Certes, ce modèle sait se parer d'oripeaux humanistes : les « partenaires » sont invités à « co-construire » des « projets », à « mutualiser leurs ressources » pour « identifier leurs indicateurs de réussite » dans le cadre de « synergies collectives »... Mais ce discours lénifiant ne trompe plus vraiment personne : chacun sait que « ce sont les résultats qui comptent », que, dans la concurrence acharnée que se livre les collectifs et les individus, il n'y a pas de place pour les perdants et que, à tous les niveaux et dans tous les domaines, fonctionne le principe de la distillation fractionnée pour le plus grand profit de nos « élites » et le plus grand malheur de nos exclus.

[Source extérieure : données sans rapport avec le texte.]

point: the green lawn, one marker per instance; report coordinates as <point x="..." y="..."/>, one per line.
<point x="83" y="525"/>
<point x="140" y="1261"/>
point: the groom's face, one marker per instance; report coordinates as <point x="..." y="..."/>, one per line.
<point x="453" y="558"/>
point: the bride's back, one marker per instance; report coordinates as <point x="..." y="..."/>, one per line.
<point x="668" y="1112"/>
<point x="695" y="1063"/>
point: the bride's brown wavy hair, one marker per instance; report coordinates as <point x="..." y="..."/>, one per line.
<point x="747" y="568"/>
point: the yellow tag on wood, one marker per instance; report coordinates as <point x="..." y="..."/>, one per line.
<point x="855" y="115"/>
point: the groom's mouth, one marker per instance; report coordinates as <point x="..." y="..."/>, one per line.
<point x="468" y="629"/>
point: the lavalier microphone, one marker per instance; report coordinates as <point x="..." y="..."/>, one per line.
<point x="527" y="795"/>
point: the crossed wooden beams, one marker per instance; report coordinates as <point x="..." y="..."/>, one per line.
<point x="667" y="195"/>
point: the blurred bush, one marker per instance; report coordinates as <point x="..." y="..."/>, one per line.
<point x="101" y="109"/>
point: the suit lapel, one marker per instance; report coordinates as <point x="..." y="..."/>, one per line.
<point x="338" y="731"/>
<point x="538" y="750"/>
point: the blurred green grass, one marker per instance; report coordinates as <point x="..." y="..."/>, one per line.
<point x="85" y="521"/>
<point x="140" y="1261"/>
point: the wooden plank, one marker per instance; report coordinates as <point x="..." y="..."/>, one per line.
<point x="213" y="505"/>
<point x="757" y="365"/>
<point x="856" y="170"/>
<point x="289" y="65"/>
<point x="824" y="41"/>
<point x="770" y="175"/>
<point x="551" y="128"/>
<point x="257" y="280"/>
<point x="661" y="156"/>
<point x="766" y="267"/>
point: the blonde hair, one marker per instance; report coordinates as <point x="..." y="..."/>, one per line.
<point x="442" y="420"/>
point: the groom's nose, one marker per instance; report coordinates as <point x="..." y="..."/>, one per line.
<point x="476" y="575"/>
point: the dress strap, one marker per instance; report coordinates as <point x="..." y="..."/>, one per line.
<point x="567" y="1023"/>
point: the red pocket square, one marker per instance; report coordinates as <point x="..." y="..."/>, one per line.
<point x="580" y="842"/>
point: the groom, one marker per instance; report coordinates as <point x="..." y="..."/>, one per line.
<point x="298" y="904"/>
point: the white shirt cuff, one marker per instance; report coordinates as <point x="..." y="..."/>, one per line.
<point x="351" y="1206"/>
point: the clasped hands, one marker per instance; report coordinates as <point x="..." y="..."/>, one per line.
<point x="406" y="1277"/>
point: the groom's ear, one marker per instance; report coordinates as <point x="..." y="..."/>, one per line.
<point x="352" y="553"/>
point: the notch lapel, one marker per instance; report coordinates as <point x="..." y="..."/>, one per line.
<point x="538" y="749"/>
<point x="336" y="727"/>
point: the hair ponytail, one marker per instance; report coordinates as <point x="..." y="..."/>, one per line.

Tout se passe en effet comme si, en amont de nos choix politiques et de nos décisions institutionnelles, en toile de fond de nos débats de société comme de nos conflits d'intérêts, avant même que les discussions ne s'engagent, nous avions convenu de règles du jeu qu'il n'est pas question de remettre en cause, sous peine de se retrouver immédiatement hors jeu ! Comme s'il existait un impensé de nos discussions, un « point aveugle » de nos débats publics, un lieu d'où l'on voit tout, d'où l'on décide de tout et sur lequel nous sommes contraints à nous tenir pour avoir la moindre chance d'être entendu dans l'espace social. Mais un lieu dont on a renoncé à interroger la légitimité.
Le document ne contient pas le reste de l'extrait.